For hash based partitionning,MongoDB, a hash value of a field is calculated first, and then these hash values are used to create blocks.

With hash based partitioning, two documents with "close" shard key values are unlikely to be part of t same chunk. This ensures a more random distribution of a collection in the cluster.

Performance Distinctions between Range and Hash Based Partitioning

Range based partitioning supports more efficient range queries. For a shard key given a scope query, query router can more easily determine that the request is routed only to the shard that contains the corresponding database.

Range based partitioning can lead to uneven distribution of data, which can have a negative effect on sharding, such as when most of the requests are distributed to the same shard.

Hash based partitioning ensures that the data is evenly distributed, but this causes hashed values to be randomly distributed across blocks and shard, so that the range query range query can not locate some shard but query on each shard.

Customized Data Distribution with Tag Aware Sharding

MongoDB allows you to use tag aware sharding to create and associate some tag to the back-end shards based on the scope of the shard key. It is mainly used when the data of the same shard cluster is distributed to multiple data centers.

Maintaining a Balanced Data Distribution

With the increase of data or the increase of servers, the data distribution of the whole sharding cluster will be uneven. For example, one shard is much more than the database chunk on other shard, or the size of a data block chunk is much larger than that of other chunk.

MongoDB uses two background processes to ensure a balanced sharding cluster, namely splitting and balancer.

Splitting

Splitting is a background process that prevents the chunk from becoming too large. When the size of a chunk exceeds the specified size, MongoDB will split the chunk in half. Both insert and update operations trigger split.

Balancing

Balancer is a background process for managing chunk migrations.
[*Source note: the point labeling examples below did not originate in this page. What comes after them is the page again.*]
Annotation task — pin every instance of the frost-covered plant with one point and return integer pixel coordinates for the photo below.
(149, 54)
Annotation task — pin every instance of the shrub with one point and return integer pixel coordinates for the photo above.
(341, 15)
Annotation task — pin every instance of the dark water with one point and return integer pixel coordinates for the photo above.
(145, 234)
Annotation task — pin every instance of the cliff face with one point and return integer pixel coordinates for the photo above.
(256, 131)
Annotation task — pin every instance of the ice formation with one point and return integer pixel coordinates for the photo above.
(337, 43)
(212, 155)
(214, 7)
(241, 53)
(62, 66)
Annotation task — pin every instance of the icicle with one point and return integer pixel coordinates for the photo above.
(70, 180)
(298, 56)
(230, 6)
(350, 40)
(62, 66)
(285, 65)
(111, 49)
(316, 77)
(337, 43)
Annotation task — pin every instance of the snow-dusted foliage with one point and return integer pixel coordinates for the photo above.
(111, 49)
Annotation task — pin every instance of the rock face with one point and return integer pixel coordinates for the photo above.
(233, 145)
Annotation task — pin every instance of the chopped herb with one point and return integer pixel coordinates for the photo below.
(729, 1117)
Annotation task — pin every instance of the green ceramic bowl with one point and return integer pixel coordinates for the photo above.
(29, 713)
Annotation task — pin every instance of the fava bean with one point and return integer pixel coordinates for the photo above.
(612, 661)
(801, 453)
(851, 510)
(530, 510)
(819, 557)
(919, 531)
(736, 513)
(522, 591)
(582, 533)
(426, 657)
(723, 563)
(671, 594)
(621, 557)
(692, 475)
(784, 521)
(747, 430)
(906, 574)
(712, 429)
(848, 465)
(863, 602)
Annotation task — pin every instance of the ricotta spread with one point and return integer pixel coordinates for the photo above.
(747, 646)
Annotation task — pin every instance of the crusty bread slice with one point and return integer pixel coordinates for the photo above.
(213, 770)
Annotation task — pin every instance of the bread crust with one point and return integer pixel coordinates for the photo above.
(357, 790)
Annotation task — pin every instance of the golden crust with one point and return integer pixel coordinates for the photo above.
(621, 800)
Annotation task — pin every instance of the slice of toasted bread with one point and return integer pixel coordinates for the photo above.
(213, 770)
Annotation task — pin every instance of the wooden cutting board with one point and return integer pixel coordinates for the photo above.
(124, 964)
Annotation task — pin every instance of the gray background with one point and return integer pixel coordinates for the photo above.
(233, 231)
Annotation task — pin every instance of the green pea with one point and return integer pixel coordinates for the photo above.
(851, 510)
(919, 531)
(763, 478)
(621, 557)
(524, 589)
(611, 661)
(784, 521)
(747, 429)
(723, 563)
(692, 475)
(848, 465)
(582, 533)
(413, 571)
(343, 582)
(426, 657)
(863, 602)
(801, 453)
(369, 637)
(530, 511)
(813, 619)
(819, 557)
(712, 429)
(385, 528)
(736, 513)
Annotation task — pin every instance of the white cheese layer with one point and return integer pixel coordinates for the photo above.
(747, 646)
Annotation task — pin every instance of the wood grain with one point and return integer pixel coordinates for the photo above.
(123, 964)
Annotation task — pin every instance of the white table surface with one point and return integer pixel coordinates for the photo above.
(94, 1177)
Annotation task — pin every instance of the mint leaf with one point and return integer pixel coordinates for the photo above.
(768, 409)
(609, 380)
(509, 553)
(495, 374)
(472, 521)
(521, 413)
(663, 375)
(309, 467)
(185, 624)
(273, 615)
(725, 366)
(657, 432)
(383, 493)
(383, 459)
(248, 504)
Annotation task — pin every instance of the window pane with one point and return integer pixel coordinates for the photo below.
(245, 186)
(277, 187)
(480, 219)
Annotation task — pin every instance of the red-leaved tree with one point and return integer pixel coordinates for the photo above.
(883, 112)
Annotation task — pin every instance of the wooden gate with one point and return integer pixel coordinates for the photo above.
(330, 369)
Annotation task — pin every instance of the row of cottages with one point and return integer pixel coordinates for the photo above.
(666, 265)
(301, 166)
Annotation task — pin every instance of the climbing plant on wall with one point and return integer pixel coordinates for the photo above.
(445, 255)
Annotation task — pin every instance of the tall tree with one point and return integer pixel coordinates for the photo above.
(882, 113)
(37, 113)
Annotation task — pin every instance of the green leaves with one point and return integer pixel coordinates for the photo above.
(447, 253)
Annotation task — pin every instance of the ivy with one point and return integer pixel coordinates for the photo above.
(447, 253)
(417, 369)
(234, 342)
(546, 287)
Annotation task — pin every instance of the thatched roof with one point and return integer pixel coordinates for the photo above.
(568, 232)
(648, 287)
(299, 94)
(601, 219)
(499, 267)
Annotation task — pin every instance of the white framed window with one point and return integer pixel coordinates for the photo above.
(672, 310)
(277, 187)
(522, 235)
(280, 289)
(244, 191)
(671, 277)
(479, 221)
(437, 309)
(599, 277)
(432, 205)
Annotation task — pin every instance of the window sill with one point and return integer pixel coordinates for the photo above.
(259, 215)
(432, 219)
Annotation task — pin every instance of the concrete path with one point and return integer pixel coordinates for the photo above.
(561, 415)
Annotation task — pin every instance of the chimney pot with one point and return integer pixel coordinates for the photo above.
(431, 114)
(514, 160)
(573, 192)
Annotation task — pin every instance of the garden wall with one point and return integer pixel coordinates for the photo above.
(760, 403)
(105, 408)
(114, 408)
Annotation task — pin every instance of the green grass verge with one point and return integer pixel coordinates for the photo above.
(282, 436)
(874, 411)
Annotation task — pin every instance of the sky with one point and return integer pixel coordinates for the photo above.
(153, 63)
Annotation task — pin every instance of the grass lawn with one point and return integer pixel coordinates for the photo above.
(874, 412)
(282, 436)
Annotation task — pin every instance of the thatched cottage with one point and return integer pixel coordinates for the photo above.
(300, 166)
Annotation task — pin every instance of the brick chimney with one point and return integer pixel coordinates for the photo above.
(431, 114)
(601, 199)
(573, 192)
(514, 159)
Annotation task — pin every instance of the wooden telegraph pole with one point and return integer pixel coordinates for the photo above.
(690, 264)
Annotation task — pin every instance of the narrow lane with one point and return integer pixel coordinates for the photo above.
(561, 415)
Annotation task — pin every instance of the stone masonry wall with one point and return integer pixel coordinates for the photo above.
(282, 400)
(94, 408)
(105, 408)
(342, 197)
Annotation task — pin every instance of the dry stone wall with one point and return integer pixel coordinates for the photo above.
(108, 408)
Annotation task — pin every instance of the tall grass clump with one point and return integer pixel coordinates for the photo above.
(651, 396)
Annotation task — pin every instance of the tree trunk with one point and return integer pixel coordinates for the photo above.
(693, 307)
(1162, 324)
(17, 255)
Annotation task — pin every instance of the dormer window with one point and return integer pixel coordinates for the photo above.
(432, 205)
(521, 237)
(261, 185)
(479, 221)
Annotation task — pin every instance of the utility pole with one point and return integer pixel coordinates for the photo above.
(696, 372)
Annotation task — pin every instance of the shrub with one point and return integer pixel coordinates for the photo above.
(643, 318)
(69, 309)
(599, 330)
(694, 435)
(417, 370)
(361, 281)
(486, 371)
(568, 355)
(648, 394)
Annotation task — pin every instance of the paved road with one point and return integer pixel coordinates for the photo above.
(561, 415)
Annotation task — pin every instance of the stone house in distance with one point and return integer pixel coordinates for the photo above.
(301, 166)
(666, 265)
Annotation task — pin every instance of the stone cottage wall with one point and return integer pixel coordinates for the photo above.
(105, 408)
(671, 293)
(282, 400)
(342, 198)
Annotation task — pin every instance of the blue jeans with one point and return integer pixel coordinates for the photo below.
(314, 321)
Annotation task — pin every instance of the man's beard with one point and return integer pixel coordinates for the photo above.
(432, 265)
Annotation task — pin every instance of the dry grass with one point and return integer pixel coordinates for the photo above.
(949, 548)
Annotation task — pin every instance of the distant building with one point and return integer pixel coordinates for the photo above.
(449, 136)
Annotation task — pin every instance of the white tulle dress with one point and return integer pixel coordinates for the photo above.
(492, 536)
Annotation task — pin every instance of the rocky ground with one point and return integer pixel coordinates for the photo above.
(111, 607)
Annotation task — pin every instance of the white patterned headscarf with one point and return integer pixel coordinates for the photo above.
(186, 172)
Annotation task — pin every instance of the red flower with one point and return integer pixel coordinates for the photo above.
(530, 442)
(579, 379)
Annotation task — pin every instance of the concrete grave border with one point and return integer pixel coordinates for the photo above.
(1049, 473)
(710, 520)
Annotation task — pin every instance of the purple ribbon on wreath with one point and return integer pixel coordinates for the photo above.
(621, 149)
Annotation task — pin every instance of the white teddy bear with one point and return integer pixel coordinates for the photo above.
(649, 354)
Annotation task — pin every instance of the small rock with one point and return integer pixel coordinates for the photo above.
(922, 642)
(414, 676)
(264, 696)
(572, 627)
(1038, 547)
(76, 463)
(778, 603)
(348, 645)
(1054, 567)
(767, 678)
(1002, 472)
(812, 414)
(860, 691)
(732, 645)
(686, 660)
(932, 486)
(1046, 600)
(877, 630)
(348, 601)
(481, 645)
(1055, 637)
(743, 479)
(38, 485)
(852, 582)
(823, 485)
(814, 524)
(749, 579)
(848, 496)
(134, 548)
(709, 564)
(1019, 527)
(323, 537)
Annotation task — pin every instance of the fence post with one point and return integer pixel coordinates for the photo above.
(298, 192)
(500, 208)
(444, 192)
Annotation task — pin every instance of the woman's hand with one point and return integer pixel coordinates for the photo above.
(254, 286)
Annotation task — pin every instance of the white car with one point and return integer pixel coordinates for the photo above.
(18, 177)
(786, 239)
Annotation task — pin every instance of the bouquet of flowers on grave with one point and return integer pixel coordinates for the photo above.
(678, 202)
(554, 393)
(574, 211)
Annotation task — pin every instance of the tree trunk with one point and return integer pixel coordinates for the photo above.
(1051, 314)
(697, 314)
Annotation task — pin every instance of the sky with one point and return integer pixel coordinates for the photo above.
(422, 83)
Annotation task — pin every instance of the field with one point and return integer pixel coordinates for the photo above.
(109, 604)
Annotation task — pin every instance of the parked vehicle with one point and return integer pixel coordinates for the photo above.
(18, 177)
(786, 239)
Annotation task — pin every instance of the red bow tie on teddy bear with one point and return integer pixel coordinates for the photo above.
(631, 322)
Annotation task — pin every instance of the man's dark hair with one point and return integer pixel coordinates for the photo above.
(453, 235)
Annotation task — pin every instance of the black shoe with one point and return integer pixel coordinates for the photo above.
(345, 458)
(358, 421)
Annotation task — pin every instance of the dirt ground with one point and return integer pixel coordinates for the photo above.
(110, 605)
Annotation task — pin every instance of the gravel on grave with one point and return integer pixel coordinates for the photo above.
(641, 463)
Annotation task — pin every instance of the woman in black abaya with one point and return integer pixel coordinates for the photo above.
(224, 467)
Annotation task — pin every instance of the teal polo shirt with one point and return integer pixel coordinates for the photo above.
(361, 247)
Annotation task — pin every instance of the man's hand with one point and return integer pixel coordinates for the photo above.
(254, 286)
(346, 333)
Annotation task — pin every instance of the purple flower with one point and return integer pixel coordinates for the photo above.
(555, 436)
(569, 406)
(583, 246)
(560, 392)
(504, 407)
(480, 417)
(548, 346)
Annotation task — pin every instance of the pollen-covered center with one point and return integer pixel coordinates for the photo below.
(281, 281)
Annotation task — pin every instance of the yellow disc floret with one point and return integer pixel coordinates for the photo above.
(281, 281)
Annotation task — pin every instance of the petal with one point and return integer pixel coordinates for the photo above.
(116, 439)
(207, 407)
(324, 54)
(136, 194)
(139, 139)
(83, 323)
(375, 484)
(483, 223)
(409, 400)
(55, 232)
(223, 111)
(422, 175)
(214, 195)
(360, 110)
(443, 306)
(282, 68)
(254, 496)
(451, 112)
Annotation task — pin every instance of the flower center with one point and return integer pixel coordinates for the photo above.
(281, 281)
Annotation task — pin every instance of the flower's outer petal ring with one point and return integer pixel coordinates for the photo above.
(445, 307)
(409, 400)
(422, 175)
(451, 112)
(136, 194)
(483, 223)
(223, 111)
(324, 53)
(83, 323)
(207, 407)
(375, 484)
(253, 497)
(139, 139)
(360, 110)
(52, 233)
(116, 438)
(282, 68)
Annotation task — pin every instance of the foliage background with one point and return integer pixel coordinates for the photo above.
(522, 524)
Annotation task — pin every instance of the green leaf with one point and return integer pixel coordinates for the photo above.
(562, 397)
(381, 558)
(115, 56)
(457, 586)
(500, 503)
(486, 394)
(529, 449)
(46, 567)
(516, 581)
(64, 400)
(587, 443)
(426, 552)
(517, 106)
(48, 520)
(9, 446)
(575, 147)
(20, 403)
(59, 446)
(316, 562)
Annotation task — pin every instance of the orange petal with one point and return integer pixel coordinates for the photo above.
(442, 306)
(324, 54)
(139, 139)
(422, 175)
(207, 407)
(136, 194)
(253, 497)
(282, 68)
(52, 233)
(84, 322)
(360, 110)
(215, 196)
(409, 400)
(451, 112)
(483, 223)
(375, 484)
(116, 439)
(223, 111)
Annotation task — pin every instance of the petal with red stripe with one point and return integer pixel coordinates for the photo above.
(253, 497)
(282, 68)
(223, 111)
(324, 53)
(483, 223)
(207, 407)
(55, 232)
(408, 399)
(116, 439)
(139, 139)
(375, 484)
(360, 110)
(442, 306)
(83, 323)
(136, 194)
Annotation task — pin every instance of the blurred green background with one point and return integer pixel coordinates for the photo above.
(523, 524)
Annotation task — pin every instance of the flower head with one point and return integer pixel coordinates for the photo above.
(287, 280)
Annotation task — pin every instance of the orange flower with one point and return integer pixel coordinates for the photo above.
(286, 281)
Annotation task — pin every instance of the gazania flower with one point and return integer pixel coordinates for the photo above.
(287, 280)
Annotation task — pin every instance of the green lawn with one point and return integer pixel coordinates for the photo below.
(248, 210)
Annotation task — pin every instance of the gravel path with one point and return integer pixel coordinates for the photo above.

When the data distribution of a sharding set in a sharding cluster is uneven, the balancer process will migrate the chunk on the shard with the most chunk to the shard with the least chunk until the data distribution of the set is balanced. For example, the collection user has 100 chunk on shard1, and 50 chunk,balancer processes on shard2 will migrate the chunk on shard1 to shard2 until the number of chunk on the two shard is balanced.

Adding or removing shard from a sharded cluster will affect the balance of the entire cluster.

Primary shard

Each database has a primary shard that stores all the unshredded collection data in the database.

Application scenarios of MongoDB Sharding technology:

a. If the dataset data set size will or has exceeded the capacity size of a single MongoDB instance.

b. The active workset working set size will exceed the maximum physical memory size

c. A single MongoDB instance cannot satisfy frequent write operations.

If the above three situations are not met, there is no need to deploy sharding, which will only increase the complex system. At the same time, when designing the data model, we should also take into account the situation of slicing in the future.

Data Quantity Requirements

Sharding only works when there is a large amount of data. The default chunk size is 64MB. Only when certain conditions are met, the balancer process will migrate the data to other shard, otherwise the data will be stored on a single shard all the time.

Broadcast Operations and Targeted Operations

In general, sharding clusters process requests from clients in the following other ways:

Broadcast the operation request to all shard in the entire cluster that contain the documents in the collection.

Locate operation requests to a single shard or a group of shard based on shard key

Reference documentation:

Http://docs.mongodb.org/manual/sharding/

Welcome to subscribe "Shulou Technology Information " to get latest news, interesting things and hot topics in the IT industry, and controls the hottest and latest Internet news, technology news and IT industry trends.

*The comments in the above article only represent the author's personal views and do not represent the views and positions of this website. If you have more insights, please feel free to contribute and share.